Lung Function and IFN- γ Levels in the Sera of Silica-Exposed Workers

Excessive exposure to respirable particles of crystalline silica is an occupational health problem in developing countries and can cause a variety of pulmonary diseases, such as silicosis, chronic obstructive pulmonary disease (COPD), and malignancy, in susceptible hosts. In addition to the well-documented role of pulmonary macrophages, lymphocytes occasionally have been suggested to influence the pneumoconiotic process, but their potential role is not clearly understood. Interferon-γ (IFN-γ), a lymphocyte cytokine, is recognized as the most important cytokine in converting macrophages from a resting to an activated state. The aim of the present study was to investigate serum IFN-γ levels and pulmonary function changes in silica-exposed workers and in silicosis. Twenty-seven silica workers (aged 35.6 ± 8.2 years with 5.11 ± 2.98 years exposure duration) and 18 unexposed office workers (aged 33.8 ± 12 years) were included in the study.

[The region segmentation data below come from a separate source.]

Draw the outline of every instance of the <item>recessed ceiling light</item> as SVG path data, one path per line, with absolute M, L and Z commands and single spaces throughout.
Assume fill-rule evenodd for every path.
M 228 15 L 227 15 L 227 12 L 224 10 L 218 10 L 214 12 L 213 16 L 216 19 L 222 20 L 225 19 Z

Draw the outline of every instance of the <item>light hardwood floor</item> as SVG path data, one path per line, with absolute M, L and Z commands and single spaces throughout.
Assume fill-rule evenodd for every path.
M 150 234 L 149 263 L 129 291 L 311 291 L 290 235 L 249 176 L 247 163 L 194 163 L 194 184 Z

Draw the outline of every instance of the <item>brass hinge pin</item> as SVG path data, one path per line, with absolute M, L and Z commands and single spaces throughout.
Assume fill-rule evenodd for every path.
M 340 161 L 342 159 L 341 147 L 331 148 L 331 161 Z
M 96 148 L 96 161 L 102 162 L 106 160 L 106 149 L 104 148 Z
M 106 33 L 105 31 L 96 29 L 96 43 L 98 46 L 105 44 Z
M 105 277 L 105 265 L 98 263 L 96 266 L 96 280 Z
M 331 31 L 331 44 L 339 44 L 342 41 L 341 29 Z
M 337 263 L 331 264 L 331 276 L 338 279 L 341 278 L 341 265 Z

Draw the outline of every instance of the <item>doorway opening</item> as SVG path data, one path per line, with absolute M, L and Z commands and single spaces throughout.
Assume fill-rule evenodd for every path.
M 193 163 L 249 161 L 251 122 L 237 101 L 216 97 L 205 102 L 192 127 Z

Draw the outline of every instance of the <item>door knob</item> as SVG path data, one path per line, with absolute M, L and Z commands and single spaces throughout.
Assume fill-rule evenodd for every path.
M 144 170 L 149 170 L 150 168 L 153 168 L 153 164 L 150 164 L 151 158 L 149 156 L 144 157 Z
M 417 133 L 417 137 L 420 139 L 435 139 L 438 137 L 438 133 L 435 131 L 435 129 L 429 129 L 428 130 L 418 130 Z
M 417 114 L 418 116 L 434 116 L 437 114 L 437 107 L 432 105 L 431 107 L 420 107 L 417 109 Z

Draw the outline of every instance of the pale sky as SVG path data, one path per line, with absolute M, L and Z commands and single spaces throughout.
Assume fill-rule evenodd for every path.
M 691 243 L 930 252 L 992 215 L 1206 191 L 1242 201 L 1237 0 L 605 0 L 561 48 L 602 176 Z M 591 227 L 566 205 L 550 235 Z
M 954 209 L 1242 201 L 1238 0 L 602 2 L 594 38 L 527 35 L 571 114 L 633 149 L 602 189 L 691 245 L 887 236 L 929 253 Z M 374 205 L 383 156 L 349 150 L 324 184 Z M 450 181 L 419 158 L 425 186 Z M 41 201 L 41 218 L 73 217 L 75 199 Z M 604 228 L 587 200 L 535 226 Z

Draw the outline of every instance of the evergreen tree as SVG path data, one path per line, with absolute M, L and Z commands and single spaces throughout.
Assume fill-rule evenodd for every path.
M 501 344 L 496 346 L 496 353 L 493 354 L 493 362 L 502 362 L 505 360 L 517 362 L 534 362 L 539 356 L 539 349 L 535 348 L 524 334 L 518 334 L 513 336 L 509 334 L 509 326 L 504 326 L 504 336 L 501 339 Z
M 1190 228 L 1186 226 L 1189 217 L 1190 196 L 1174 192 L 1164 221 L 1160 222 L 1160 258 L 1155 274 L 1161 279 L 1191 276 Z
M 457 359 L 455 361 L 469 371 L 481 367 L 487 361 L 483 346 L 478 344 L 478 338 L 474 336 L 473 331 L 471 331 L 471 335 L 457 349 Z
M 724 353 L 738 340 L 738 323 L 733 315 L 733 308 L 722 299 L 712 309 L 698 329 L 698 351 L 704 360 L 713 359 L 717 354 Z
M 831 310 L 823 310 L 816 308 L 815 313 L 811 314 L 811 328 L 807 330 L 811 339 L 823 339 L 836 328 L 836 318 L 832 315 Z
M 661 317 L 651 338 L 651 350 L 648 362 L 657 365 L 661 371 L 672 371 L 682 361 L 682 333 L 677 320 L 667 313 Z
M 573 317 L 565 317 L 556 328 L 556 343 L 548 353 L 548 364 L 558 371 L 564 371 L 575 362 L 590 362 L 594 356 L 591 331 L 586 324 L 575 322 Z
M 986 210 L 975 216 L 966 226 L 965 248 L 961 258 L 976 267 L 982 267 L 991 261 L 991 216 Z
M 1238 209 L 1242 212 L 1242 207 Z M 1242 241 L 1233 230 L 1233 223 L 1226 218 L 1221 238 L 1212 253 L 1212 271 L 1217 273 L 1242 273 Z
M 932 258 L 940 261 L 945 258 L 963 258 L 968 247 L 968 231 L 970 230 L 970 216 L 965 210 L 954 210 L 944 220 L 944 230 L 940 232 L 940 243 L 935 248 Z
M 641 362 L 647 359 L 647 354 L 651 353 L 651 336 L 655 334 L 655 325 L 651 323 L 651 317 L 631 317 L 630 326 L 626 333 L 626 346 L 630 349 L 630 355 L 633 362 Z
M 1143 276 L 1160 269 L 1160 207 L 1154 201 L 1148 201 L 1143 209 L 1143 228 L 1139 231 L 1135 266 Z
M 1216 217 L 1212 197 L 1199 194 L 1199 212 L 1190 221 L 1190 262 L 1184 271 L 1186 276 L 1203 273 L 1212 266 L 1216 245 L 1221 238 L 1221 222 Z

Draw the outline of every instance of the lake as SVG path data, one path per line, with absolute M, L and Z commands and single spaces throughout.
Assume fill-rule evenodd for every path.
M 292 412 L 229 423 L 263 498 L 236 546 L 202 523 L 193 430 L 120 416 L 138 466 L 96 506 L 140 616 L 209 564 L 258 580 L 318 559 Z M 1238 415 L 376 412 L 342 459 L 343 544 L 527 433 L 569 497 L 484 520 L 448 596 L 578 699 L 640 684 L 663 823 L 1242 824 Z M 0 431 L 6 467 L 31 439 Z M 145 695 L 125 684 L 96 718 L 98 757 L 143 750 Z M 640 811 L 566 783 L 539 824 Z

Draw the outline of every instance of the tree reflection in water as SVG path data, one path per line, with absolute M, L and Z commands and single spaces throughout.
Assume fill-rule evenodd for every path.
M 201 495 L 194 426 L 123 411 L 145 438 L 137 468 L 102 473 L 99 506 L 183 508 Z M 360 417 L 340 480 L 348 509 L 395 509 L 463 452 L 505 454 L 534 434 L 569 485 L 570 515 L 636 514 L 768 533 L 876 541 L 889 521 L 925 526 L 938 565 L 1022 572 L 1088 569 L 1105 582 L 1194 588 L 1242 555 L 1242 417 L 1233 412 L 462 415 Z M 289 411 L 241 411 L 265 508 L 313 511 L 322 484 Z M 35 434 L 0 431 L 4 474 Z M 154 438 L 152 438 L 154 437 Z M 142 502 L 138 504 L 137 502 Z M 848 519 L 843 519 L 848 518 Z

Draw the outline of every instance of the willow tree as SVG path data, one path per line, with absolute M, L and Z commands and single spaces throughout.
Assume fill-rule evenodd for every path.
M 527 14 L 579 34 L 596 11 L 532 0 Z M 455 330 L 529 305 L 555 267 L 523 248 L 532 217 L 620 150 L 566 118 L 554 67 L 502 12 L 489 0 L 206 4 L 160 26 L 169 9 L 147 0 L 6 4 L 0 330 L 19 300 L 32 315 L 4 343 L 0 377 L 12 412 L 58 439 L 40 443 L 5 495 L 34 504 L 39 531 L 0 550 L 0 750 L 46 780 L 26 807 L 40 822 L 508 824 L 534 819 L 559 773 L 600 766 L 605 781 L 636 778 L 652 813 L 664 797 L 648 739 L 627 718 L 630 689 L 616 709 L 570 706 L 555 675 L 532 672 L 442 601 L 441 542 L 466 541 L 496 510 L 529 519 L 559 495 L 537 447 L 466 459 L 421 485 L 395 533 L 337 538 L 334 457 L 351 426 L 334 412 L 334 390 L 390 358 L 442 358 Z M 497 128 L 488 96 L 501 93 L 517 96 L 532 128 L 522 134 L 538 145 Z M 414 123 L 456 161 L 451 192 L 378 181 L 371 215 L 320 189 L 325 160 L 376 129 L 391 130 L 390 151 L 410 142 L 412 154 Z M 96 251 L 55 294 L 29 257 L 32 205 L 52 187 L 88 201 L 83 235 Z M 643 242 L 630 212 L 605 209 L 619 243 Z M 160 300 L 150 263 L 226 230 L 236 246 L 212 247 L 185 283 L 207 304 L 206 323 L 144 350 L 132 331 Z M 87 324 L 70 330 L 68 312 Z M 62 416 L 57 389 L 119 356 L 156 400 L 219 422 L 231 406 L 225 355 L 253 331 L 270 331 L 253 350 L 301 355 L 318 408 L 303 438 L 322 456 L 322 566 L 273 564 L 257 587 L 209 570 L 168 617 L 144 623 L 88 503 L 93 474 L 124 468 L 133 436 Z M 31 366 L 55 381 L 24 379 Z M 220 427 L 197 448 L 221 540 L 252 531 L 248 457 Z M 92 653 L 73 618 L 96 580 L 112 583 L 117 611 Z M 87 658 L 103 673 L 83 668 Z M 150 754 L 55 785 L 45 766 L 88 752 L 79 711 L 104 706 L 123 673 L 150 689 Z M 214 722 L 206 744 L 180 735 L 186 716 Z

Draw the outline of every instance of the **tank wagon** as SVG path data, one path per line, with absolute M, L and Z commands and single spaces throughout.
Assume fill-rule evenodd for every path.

Mean spirometry parameters and smoking history were comparable to the values of the office workers, but COPD prevalence was higher in the silica-exposed group, and the age-adjusted ratio was more sensitive than fixed quotient criteria for airway obstruction. We found silicosis in 4 silica workers. The mean serum IFN-γ level was increased in silica-exposed workers (10.22 ± 22.68 pg/mL) although it was undetectable in all office workers and even in the workers with silicosis. Evaluating pulmonary function tests (PFT) using an age-adjusted quotient may prevent underestimation of airflow limitation, especially in the young population with risk factors. Although serum IFN-γ may increase initially in response to silica, low levels of IFN-γ in later stages may be considered a risk factor for silicosis because this cytokine downregulates the fibroblast responses to transforming growth factor-β (TGF-β) and decreases collagen production. Additional research to determine the exact role of this potent cytokine may offer insight into the pathogenesis of silicosis.